The principal authority cited in support of the Kansas case is that of Richardson v. Draper (1882), 87 N. Y. 337. In that case ten persons who were the principal stockholders and promoters of a business corporation jointly guaranteed bonds issued by the corporation and secured by a mortgage on its property. The court held that these guarantors did not stand in the position of volunteer sureties, and were not entitled to all of the rights and remedies *137which the law accords to such. The court said; “Here the joint guarantors owned nearly the entire stock of the corporation. They, with other persons interested in the corporation, desired that it should commence the business for which it was incorporated. It may be presumed that the purpose was to make profit for the benefit of the stockholders. No benefit to the corporation as an abstract entity, apart from its stockholders, could have been contemplated. * * * Therefore, in guaranteeing the bonds the obligors did not act as mere sureties; they were seeking a benefit for themselves in promoting an enterprise in which they were largely interested. Whatever would benefit the company would benefit them. They were acting to put profits in their own pockets, and by means of the guaranty they actually obtained for their corporation the land donated and the $150,000. Under such circumstances the equities of the obligees and that attaching to the estate of the deceased obligor are not equal, that is, the equity of the estate to be discharged from liability is not so strong as the equity of the respondents to be paid out of the estate.”

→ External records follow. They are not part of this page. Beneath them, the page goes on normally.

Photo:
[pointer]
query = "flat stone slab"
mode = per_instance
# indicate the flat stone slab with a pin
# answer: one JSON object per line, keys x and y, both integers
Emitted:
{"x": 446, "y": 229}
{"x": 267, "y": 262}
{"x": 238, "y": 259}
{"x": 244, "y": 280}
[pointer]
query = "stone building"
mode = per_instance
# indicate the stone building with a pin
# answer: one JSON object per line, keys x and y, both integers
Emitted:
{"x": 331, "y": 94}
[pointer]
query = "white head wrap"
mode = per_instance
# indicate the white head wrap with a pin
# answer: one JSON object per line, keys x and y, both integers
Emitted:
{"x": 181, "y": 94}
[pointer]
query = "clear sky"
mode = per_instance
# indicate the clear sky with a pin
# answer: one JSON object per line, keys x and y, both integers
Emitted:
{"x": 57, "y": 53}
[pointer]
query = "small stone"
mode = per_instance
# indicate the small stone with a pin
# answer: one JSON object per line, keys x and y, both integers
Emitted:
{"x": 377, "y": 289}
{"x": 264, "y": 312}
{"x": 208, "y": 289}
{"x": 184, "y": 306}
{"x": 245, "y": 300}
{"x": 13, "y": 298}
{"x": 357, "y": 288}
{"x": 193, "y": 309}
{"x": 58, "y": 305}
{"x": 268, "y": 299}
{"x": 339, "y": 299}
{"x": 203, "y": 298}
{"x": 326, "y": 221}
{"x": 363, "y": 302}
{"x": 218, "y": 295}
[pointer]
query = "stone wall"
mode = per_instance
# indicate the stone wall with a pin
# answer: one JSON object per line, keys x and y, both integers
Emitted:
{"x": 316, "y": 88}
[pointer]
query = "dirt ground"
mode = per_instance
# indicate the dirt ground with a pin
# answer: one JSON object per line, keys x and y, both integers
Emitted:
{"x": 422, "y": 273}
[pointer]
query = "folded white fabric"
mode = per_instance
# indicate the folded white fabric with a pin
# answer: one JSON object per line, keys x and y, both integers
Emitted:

In this ease, as in the Kansas case, it appeared that the corporation for whose debt the stockholders were surety was one engaged in conducting business for profit, and that the sureties as stockholders were largely interested in the success of the corporation. Even though the rule announced in the Kansas ease may be properly applied to the facts there shown, its application certainly must be limited to the stockholders of corporations organized and conducted for business and profit, and who for that reason have a financial interest in the success of such corporation. In this casé it appears from the special finding that the sureties on the note in suit each owned one share of stock of the *138par value of $100 in the Winona Assembly and Summer School Association, but it does not appear that such corporation was engaged in a business enterprise conducted for the purpose of making profit for the stockholders.

5. Lastly it is asserted on behalf of appellant that the special finding shows an acknowledgment of liability and a promise to pay the debt by the sureties. If, after time has been given the 'principal such as would entitle the surety to his discharge, the surety, with full knowledge of the facts, but without any new consideration, promises to pay the debt, he will remain liable therefor. Brandt, Surety & Guaranty §381.

6. In this -case, however, the finding fails to disclose an acknowledgment of liability and promise to pay the debt. Three letters are set out in the finding, written to the debtor by one of the sureties, in which he asked that he be given .time to consult with the principal and also with his brothers, who were, cosureties, and in which he expressed the hope that Dr. Dickey, who represented the principal debtor, would “get the matter in shape satisfactory to all concerned.” The writer also stated in these letters that he had arranged for a meeting of the sureties and Dr. Dickey, and that he wanted to see the matter arranged some way and would do all he could to bring it about. The statements contained in these letters do not amount to a promise by the sureties to pay the debt.

The court did not err in its conclusions of law. Judgment affirmed.

Note. — Reported in 113 N. E. 1. Payment of interest in advance as consideration for the extension of the time for payment of a note, release of surety, 5 Ann. Cas. 442; 52 L. R. A. (N. S.) 353; 32 Cyc 207. Extension of time to a corporation conducted for profit as affecting liability of stockholders that sign as sureties, 47 L. R. A. (N. S.) 274.